Y será difícil volver a ese estado
febril, a aquella inexplicable sensación
de plenitud de besar las hojas de un libro
con forma de soga.

Tengo las ventanas cerradas
y miro la luz que se derrama en la mesa,
el barro que forma este desorden,
en las estanterías donde muere
y vive mi vida.

Mis manos se alejan del rojo.
Mis manos se cierran.
No hay palacio que se encienda de nuevo.

En la otra esquina quemo palabras,
hojas, alabastros, plumas
que ya no tienen tinta, almanaques,
fotos. Destruyo tu nombre y el mío.
Elimino el quizá y el por qué.
Las inútiles promesas de siempre,
congelo las frases.

Las horas y el desasosiego cantan
como pájaros pequeños.

Tengo las cortinas cerradas
y levanto una copa de vino
mientras fumo tabaco de vainilla
y brindo por vosotros.

Por los amigos de efímeros
y por aquéllos que florecieron
mientras hubo fuego.
Por el que se bebió mi tiempo
mientras me mataba.
Por el que con palabras de sal
me impidió creer en nada.
Por el poeta demasiado borracho de amor
para reescribir, en una nueva hoja,
una nueva historia,
Por aquél que me oculta al amanecer.
Por aquél que no supo traspasar los límites
y se quedó al otro lado del palacio de las lunas.

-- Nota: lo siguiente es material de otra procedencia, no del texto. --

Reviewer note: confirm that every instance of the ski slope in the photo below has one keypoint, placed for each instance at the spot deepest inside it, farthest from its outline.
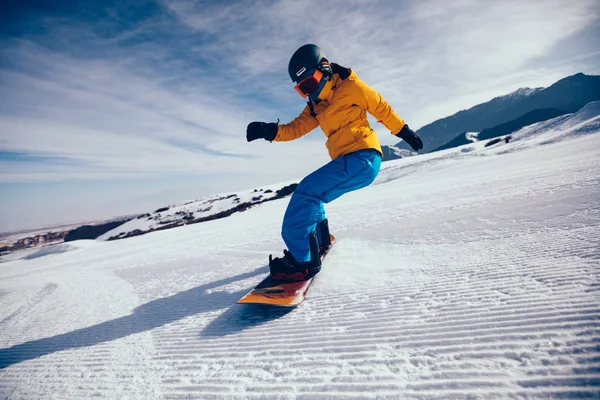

Ahora el visitante y el habitante
duermen juntos en la misma cama,
se quitan las botas, se estiran,
beben de la misma botella,
miran mi retrato y me arrancan los labios.

Hoy mi sombra y yo estamos juntas,
celebrando en una hermosa playa,
las cenizas que vuelan y cambian,
del gris al verde pálido, del verde pálido
al púrpura mientras se ahoga en el mar
todo mi cuerpo.

Hace ya tanto tiempo que el viento no sopla,
que se me ha olvidado abrir la puerta.